On croirait voir aujourd’hui défiler les enfants de Simplet et de Cruella tant leur niveau culturel ne semble pas avoir atteint les exigences de l’entrée en 6ème. Manipulant des mots et des concepts dont ils ignorent manifestement le sens, l’histoire et la portée symbolique, les voilà accuser de « génocide », ceux qui justement ont été le 7 octobre victimes d’une attaque génocidaire. Le concept de « génocide » a une histoire. La connaisse-t-il ? Honorer le mensonge, falsifier l’histoire, insulter la mémoire semble caractériser la propagande qui fait du Hamas la victime et Israël l’agresseur. Que savent-ils de ce que certains escrocs ont soufflé à leurs oreilles innocentes ? On se prend à regretter d’autres temps quand Zola interpellait la jeunesse pour qu’elle prenne garde à ses emballements.
« Où allez-vous, jeunes gens, où allez-vous, étudiants, qui battez les rues, manifestant, jetant au milieu de nos discordes la bravoure et l’espoir de nos vingt ans ? » […] « Jeunesse, jeunesse ! Sois avec nous, lorsque nous disons qu’un innocent subit une peine incroyable et que notre cœur révolté s’en brise d’angoisse. » […] « Si tu te sens indépendante, si tu peux aller et venir à ton gré, dire dans la presse ce que tu penses, avoir une opinion et l’exprimer publiquement, c’est que tes pères ont donné de leur intelligence et de leur sang. Tu n’es pas née sous la tyrannie, tu ignores ce que c’est que de se réveiller chaque matin avec la botte d’un maître sur la poitrine, tu ne t’es pas battue pour échapper au sabre du dictateur, aux poids faux du mauvais juge […] ne commets pas le crime d’acclamer le mensonge, de faire campagne avec la force brutale, l’intolérance des fanatiques et la voracité des ambitieux. La dictature est au bout. »

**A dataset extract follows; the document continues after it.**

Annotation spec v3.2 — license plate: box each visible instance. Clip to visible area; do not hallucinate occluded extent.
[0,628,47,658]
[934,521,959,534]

En accusant Israël du crime de « génocide », en clamant que « la Palestine sera libre du fleuve à la mer », en accablant l’État des Juifs de « crimes contre l’humanité », voilà que ces jeunes gens reconduisent en 2024 des slogans qu’une jeunesse égarée clamait contre un officier juif accusé de traitrise. « Sionistes hors des facs » proclamait il y a une semaine une banderole posée à l’entrée de l’Université de Paris III. La cible est la même et le « sioniste » a remplacé le « Juif » dans un imaginaire dévoyé par l’idéologie. Que connaissent-ils de l’histoire pour profaner ainsi la vérité ? Que connaissent-ils de la vérité des faits ces jeunes cultivés à l’Internet ? Quand la pensée se développe sur la longueur du tweet elle ne doit pas trop souffrir pour énoncer des contradictions. Le renversement du sens est devenu la norme actuelle du récit : le slogan efface toute réflexion, toute profondeur historique et les enfants de Simplet et de Cruella formulent les récits démentiels élaborés par les fake news de notre modernité. Que reste-t-il de l’exigence de vérité et de justice quand celle-ci se porte au secours des égorgeurs du 7 octobre ? Comment ceux qui ont massacré, torturé, violé peuvent-ils être considérés comme les victimes d’un ordre injuste ? Ce renversement du statut de l’assassin pour celui de ses victimes a quelque chose de sidérant. Il dit une monstruosité intellectuelle dont le négationnisme des années 80 posait les germes.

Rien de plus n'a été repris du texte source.